かつて「朝令暮改」は良くないことと言われていました。実際、「クライアントや上司の言うことがころころ変わる、昨日と今日で言うことが違う」ことは、デザイナーのやる気をそいでしまうものです。

ただ、時代の変化が非常に早くなった現代は、社会情勢を反映してプロジェクトの方針を頻繁に変更せざるを得ないこともあります。その場合には「クライアントの求めるものが、なぜ変更されたのか」を、デザイナーに伝えた上で、これまでの労をねぎらうということです。デザイナーの作業内容に非がなかった場合は特に「ここまでの作業には感謝しているんだ」と伝えることが大切です。また、日頃から信頼関係を築き「このディレクターの発言は、信頼しても大丈夫だ」とデザイナーが思うような存在となっておきましょう。

当然ながら「思いつきでものを言う」「言ったことをすぐに忘れてしまう」のは、決して良いことではありません。

コツ4.違う考えをもつデザイナーを大事にする

デザイナーの仕事は「クライアントに満足してもらうため」だと冒頭で述べました。実は、ディレクターの仕事も同じです。
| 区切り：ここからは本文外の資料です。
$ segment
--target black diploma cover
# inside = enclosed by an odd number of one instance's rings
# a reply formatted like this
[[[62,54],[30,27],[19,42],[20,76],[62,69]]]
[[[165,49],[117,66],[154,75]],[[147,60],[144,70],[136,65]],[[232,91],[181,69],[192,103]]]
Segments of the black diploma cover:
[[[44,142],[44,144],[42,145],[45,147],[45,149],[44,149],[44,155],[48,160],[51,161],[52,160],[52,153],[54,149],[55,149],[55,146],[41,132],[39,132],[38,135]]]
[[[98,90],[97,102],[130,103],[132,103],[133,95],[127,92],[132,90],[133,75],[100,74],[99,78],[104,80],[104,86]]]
もしも、デザイナーの中に「ディレクターの提案とは違う方法を採った方が、結果的にクライアントに満足してもらえるのでは?」と考える人がいた場合、その意見を単に切り捨てるのは得策ではありません。ディレクターやクライアントの考えが常に正しいとは限らないので「そうではないかもしれない」という視点で、プロジェクトを見直すことができるデザイナーは貴重な存在なのです。

ディレクターが、自分と同じ考えをするデザイナーばかりを重用していると、デザイナーたちは「クライアントのためではなく、ディレクターに気に入られるための発言・提案」しかしなくなってしまいます。

ディレクターはクライアントとの接点が多いため「仕事はクライアントの満足のため」という原点に立ち返る機会が多いです。クライアントとの接点が少ないデザイナーにも、折に触れて「クライアントの求めるものは何か?」を伝え、クライアントの存在を意識させることが必要です。